An IBM researcher has
uncovered a way to analyze data while it is still encrypted, in what could be a
boon for both spam-filtering applications and cloud computing environments.
The challenge of manipulating data without exposing it has bugged
cryptographers for decades. But in a breakthrough, IBM
researcher and Stanford University Ph.D. candidate Craig Gentry has developed a
"fully homomorphic encryption" scheme that keeps data
protected.
"Basically, an annoying property
of encryption is that it typically traps data inside a box that prevents
the data from being used or analyzed until you open the box with the secret
decryption key," Gentry said. "What a fully homomorphic encryption
scheme allows you to do is analyze or compute a function of the data while it
remains securely inside the box.
"For example, suppose you want to store your files on an untrusted
server," he continued. "You don't want the server to see your files;
so, you want to encrypt them. On the other hand, you want to be able to access
your files in an 'intelligent' way ... There is a way to express this query as
a function f.
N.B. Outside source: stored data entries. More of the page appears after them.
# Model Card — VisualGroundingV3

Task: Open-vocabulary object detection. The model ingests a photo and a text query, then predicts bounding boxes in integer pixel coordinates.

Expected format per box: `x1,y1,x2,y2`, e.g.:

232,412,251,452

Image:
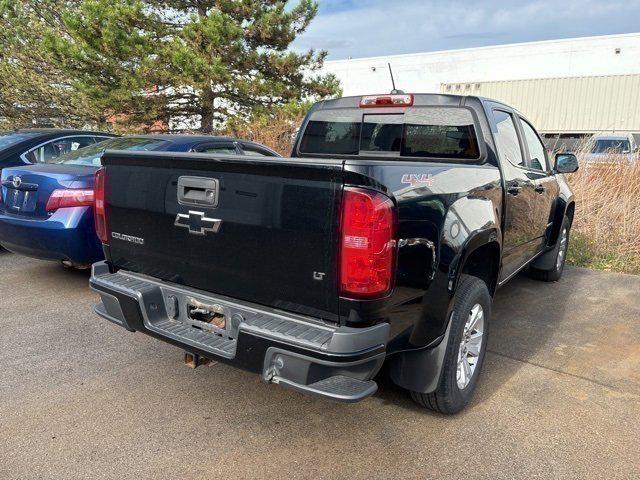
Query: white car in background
582,134,638,164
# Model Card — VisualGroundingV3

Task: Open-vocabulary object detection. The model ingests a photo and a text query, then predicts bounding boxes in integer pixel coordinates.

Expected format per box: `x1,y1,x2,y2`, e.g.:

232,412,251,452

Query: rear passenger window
25,136,95,163
493,110,524,167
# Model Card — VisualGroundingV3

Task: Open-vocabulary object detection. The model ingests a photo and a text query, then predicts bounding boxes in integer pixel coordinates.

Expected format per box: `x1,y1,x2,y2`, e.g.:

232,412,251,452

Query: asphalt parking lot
1,251,638,479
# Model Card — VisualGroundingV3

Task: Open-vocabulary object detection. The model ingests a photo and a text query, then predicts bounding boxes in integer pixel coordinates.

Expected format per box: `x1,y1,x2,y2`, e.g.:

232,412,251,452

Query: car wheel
410,274,491,414
529,216,570,282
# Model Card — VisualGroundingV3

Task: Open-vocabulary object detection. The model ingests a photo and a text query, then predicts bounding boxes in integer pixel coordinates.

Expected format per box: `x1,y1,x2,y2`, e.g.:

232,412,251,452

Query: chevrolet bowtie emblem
174,211,222,235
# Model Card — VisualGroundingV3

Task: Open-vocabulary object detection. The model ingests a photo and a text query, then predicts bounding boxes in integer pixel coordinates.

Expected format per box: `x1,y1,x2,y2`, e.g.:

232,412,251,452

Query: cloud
443,32,507,40
293,0,640,59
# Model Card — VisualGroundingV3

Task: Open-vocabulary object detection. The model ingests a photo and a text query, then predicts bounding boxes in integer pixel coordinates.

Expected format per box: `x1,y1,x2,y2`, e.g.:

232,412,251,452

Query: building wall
322,33,640,97
442,74,640,133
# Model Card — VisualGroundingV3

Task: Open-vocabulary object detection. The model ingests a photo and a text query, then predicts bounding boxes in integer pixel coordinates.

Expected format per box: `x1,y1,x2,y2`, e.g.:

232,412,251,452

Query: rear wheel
529,216,570,282
410,274,491,414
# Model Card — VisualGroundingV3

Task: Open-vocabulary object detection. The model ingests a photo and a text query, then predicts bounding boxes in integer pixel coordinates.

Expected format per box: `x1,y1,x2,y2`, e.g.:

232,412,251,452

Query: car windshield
592,139,631,154
55,137,170,166
0,132,41,150
299,107,480,160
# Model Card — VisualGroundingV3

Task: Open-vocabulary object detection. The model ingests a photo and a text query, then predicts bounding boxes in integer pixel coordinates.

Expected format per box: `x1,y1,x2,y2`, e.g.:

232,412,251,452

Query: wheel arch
565,201,575,227
547,198,575,247
450,229,502,297
388,273,492,397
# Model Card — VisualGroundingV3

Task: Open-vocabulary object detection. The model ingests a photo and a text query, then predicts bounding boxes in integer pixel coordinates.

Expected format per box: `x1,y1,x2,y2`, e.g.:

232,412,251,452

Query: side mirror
555,153,579,174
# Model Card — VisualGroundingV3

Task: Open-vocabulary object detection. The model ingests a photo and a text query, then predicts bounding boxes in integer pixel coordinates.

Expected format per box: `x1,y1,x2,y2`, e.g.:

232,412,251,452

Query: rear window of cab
299,106,480,160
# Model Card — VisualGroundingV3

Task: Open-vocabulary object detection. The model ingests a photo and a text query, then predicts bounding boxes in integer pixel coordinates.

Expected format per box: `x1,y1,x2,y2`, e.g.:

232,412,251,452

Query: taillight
340,187,396,299
360,94,414,108
46,189,94,212
94,167,107,243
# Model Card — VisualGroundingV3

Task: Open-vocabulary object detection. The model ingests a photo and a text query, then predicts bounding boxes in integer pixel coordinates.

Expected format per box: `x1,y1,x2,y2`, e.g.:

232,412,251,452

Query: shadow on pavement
377,265,640,411
5,247,639,412
373,267,593,411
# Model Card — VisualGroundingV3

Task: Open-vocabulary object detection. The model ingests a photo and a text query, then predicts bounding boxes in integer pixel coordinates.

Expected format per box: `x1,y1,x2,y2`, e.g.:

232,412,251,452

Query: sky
293,0,640,60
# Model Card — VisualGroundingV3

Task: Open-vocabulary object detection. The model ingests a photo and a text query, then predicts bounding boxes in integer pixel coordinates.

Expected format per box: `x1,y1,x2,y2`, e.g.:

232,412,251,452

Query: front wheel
410,274,491,414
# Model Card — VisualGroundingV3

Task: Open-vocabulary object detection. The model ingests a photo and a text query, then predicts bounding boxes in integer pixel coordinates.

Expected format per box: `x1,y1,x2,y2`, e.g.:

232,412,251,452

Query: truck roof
310,93,534,131
312,93,523,116
312,93,502,109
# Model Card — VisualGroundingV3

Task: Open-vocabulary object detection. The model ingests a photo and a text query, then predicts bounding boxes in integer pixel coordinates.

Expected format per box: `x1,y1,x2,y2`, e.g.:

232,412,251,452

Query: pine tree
0,0,95,129
44,0,339,132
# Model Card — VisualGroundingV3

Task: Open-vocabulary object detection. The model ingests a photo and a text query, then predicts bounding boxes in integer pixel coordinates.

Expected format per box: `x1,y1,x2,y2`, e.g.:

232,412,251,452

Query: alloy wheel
456,303,484,390
557,228,568,270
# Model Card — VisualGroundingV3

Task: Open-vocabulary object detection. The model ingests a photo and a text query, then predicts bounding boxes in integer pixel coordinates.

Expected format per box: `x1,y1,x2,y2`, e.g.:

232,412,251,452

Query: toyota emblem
12,176,21,188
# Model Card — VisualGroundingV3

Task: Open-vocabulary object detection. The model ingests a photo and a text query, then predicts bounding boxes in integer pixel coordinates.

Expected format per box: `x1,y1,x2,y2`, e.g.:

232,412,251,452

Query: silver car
582,133,638,164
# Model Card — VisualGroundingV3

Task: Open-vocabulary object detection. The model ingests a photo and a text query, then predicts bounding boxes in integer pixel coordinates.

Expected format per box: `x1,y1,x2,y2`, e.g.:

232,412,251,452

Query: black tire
529,216,570,282
410,274,491,414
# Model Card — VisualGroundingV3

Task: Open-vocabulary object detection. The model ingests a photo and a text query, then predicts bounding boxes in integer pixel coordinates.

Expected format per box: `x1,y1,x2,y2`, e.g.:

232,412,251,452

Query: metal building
441,74,640,134
322,33,640,140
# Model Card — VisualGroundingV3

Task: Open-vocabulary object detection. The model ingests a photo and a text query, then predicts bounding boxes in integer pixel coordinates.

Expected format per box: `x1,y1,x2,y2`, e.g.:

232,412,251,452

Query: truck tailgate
101,151,344,321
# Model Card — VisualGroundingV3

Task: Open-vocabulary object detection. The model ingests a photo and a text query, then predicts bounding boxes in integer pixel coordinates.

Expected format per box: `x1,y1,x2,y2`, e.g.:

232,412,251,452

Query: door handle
177,176,219,207
507,183,522,195
534,184,545,194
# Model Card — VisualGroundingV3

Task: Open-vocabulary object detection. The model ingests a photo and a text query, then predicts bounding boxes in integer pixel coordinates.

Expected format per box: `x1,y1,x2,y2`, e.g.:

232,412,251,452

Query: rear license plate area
185,299,226,332
164,293,228,336
158,290,238,342
5,188,37,213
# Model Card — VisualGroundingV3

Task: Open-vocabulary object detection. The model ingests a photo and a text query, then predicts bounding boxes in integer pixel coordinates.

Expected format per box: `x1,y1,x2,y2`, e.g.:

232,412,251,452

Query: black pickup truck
89,93,578,413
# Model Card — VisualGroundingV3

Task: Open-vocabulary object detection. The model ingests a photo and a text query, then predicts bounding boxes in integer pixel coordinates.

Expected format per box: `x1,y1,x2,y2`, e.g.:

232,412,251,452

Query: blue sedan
0,135,279,268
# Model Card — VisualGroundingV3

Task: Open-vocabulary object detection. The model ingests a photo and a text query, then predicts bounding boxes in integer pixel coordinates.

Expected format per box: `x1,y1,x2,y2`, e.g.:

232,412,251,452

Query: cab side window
493,110,525,167
520,119,548,171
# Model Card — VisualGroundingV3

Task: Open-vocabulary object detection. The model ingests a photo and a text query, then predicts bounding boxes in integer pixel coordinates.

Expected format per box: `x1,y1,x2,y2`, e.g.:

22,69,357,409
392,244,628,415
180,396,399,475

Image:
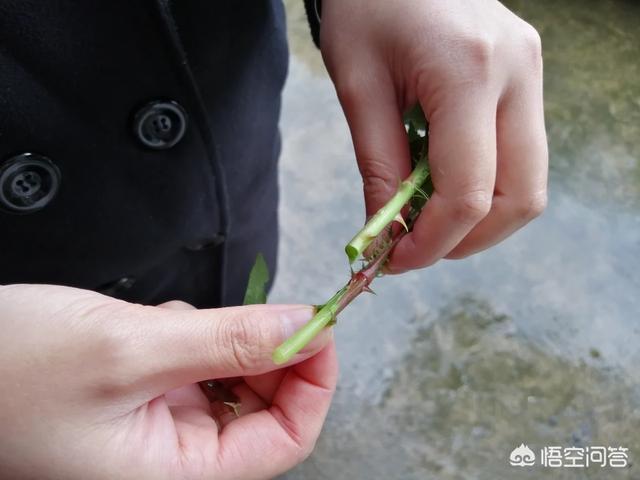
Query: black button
133,100,187,150
0,153,61,214
185,233,226,251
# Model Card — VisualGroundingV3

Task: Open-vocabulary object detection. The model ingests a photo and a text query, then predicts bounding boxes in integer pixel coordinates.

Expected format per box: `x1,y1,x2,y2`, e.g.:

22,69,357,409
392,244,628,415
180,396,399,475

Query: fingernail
280,307,315,339
301,327,333,353
280,307,333,354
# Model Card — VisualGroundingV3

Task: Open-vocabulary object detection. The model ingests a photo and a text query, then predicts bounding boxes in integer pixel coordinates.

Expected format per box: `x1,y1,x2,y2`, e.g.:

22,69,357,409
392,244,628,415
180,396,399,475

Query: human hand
0,284,336,480
321,0,548,272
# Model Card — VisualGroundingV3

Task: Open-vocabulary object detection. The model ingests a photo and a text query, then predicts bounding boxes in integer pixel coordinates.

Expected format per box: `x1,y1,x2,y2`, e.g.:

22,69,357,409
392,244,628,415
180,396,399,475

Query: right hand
0,284,336,480
321,0,548,272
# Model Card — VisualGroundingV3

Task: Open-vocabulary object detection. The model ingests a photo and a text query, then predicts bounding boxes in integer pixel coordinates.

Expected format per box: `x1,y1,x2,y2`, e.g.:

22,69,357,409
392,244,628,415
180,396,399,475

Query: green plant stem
273,108,429,365
345,157,430,263
272,288,345,365
272,232,406,365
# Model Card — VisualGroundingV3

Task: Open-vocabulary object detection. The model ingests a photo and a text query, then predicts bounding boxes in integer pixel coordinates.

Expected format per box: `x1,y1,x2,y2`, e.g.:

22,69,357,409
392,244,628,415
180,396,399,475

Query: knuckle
216,314,267,372
463,34,496,79
451,190,493,223
358,158,398,208
297,440,316,463
285,426,316,463
520,23,543,69
161,300,185,308
515,190,547,221
158,299,193,311
333,71,365,107
522,23,542,55
282,439,312,468
362,171,394,204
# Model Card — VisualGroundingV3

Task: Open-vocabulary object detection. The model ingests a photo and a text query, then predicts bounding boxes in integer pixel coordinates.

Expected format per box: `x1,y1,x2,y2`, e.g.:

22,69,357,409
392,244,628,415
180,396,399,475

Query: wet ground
272,1,640,478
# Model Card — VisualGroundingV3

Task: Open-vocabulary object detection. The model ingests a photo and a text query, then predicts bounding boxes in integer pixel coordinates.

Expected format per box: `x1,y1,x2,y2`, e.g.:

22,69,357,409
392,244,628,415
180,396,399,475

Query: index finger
389,87,498,272
214,341,337,480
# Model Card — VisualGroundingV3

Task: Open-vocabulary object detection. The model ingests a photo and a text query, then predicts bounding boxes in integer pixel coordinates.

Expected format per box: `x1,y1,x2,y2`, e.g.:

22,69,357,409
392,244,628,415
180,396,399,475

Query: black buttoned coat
0,0,293,307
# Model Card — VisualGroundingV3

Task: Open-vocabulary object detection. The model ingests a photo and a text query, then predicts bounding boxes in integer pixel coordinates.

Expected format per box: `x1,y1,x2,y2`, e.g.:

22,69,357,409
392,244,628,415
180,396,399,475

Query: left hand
320,0,548,272
0,284,336,480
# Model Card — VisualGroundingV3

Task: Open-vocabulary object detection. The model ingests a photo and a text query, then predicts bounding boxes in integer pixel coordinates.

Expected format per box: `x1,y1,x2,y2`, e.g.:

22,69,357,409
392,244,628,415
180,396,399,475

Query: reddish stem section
334,231,407,314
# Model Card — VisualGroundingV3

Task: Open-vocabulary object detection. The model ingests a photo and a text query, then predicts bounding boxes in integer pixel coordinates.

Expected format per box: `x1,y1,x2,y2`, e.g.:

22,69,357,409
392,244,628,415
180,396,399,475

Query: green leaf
242,253,270,305
402,104,433,218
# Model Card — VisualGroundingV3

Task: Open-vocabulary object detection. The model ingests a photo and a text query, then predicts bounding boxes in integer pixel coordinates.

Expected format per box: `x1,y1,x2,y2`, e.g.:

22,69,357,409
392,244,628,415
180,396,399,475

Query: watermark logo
509,444,536,467
510,445,629,469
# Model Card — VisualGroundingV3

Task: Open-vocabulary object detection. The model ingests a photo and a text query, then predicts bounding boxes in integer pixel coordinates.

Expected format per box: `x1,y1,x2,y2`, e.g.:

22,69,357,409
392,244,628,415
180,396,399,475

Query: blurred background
271,1,640,478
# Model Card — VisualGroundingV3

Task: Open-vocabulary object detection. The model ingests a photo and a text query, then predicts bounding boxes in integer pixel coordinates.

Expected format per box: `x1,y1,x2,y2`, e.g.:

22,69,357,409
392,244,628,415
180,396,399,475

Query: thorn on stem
393,213,409,232
224,402,241,417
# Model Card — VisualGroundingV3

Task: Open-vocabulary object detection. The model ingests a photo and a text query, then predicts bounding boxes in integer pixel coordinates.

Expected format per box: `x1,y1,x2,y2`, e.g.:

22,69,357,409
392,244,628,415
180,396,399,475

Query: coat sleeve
303,0,321,48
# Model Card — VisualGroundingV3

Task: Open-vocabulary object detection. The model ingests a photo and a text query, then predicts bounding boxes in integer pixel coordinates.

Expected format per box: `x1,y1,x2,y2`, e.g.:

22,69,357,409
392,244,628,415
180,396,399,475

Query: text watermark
510,444,629,468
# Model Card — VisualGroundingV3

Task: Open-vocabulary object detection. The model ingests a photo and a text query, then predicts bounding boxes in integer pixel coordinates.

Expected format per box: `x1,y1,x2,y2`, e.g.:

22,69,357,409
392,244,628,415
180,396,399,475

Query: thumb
118,303,330,398
335,65,411,218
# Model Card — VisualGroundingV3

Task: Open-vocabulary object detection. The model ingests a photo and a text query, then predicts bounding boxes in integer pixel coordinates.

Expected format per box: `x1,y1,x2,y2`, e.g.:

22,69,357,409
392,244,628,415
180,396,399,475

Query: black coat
0,0,290,308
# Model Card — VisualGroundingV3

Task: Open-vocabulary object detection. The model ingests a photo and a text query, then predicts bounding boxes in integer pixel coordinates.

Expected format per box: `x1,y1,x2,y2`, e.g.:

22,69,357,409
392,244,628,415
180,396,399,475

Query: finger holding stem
273,106,430,365
345,157,430,263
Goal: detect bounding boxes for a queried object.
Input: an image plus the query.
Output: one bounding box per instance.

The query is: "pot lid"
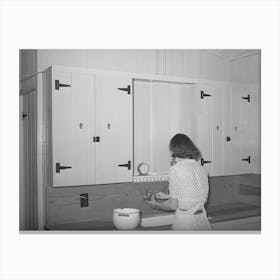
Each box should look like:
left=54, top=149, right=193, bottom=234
left=113, top=208, right=140, bottom=214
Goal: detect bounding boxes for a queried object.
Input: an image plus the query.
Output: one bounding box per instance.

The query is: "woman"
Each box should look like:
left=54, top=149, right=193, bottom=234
left=148, top=133, right=211, bottom=231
If your files are encrypted with the fully homomorphic encryption
scheme, you can send your query to the server, which expresses it as some
function f; the server then homomorphically computes an encryption of f(m_1,
..., m_t) -- where f(m_1, ..., m_t) outputs the relevant files—and sends this
ciphertext back to you. You decrypt to recover the files."
It is also possible to encrypt the query as well, he said.
According to IBM, Gentry's solution could
help strengthen the business model of cloud computing when vendors are hosting
confidential customer data, by enabling them to perform computations on data at
their clients' request without exposing the original data.
It also represents a potential boost for spam filtering of encrypted
e-mails. Spam filtering, he noted, doesn't need to be done online because of
the relative asynchronicity of e-mail, and because the amount of data is likely
to be small.
"The idea for spam-filtering encrypted e-mails is as follows: I encrypt
e-mails to you under your public key pk using the fully homomorphic encryption
scheme. Maybe some spammers also send you some e-mails encrypted under
pk. Now, a spam filter can be expressed as some function f that is applied
to (unencrypted) e-mail data, which outputs a '0' if it is spam, and a '1' if
it is not," Gentry explained.
"To spam-filter encrypted e-mails, the spam filter uses the fully
homomorphic encryption scheme to compute a ciphertext that encrypts f(m), where
the encrypted e-mail is the encryption of m. The filter prepends this
ciphertext to the encryption of m. Now, when you check your encrypted e-mail,
you first decrypt the prepended ciphertext. If the ciphertext encrypted a
'0', indicating the message is spam, you don't bother decrypting the rest of
the e-mail. Otherwise, you decrypt the rest."
At this point, Gentry said, the next step is to work on improving the efficiency
of his discovery. He admitted it takes many times longer to process data
homomorphically while it is in the encryption box than it would to process the
data in the clear.
"Before it becomes a tool, more theoretical work will need to be done
to make it more efficient," he said. "But now that researchers know
that fully homomorphic encryption is possible and have an actual construction
that they can sink their teeth into, I think there is reason to be optimistic
that the efficiency will be improved dramatically."